Es plausible afirmar que la única forma efectiva de resolver un conflicto es entenderlo. Por eso cuando empezamos a disfrazarlo ya confundirlo con palabras, la solución se aleja: tenemos un ejemplo reciente en el escrito que el Tribunal Supremo ha elevado al Tribunal Constitucional, y dónde, a fin de negar la constitucionalidad de la ley de amnistía, se introduce un concepto –que en octubre de 2017 fue un golpe de estado– que no aparece en los miles de folios con los que el propio Supremo sentenció la causa del Proceso. Pero también tenemos ejemplos, de este disfraz, entre la intelectualidad española de izquierdas, incluso con la más comprensiva, hacia las demandas que vienen de Cataluña. Hace poco Joan Ridao subrayaba en estas mismas páginas cómo estos intelectuales siguen queriendo explicar el Proceso como una maniobra de distracción de las élites catalanas que fue ciegamente seguida por una masa acrítica.

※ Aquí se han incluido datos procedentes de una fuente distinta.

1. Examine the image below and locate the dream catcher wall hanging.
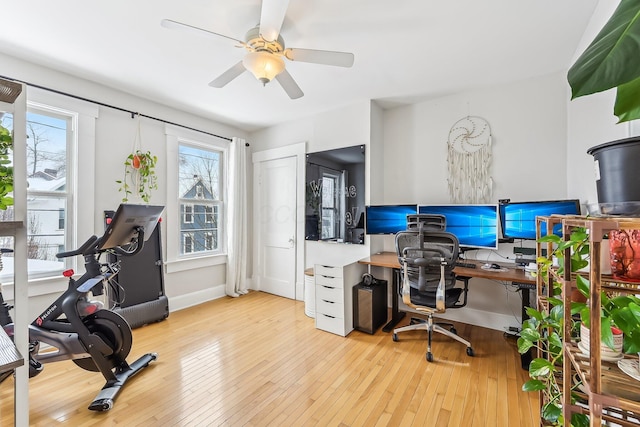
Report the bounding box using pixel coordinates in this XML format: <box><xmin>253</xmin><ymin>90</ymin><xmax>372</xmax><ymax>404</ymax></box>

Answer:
<box><xmin>447</xmin><ymin>116</ymin><xmax>493</xmax><ymax>203</ymax></box>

Es por eso que el libro que acaba de publicar el historiador madrileño Eduardo Manzano Moreno, titulado España diversa. Clavas de una historia plural (Crítica), se convierte, además de una loable excepción en el panorama historiográfico español, una piedra de toque de la capacidad de comprensión, desde el centro, de cómo la realidad catalana encuentra encaje en el marco español. El autor, que es un medievalista, especialista en la historia de al-Andalus, se sitúa en una tradición que arranca de Pablo Iglesias (fundador del PSOE) y pasa por Manuel Azaña, para culminar en el modelo autonómico de la Constitución de 1978. Una tradición que tiene de mal albergar, en su relato –incluso cuando se proclama diverso y plural– los nacionalismos vasco y catalán, vistos (sobre todo en el caso vasco; la mayor complejidad catalana parece escapársele) como una herencia del carlismo más reaccionario. Una visión que no es nueva: en 1986, cuando el gobierno de Felipe González ganó el referéndum de ingreso en la OTAN, a excepción de Cataluña y del País Vasco y Navarra donde (además de Canarias) va triunfar el no, una fuente de la Moncloa proclamó, medio en broma medio en serio: “Hemos ganado en todas partes, excepto en España carlista”.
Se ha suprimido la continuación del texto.